XII. Final Provisions

  1. The business relationship with the customer shall be governed by the law of the Federal Republic of Germany to the exclusion of UN Convention on Contracts for the International Sale of Goods and international private law.
  2. The exclusive place of jurisdiction for all disputes arising from the contractual relationship shall be the registered place of business of FAZUA GmbH, Hofmannstr. 61, 81379 Munich If the customer is a merchant, a legal entity under public law or a public-law special fund or if the customer has no general place of jurisdiction in Germany or has moved his domicile or habitual residence abroad after conclusion of the contract or if the customer’s domicile or habitual residence is unknown at the time of the action.

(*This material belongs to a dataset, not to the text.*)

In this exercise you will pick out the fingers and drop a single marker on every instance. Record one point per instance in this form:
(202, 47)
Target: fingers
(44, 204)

However, we also reserve the right to bring action at the general place of jurisdiction of the customer.
  3. Should any contractual provision be invalid in whole or part, this shall not affect the validity of the remaining provisions. Instead of the invalid provisions, the relevant legal provisions shall apply. The parties are obliged to replace the invalid provision with such valid provision that most closely reflects its economic intent. The same shall apply to contractual gaps that cannot be closed by interpretation of the provisions.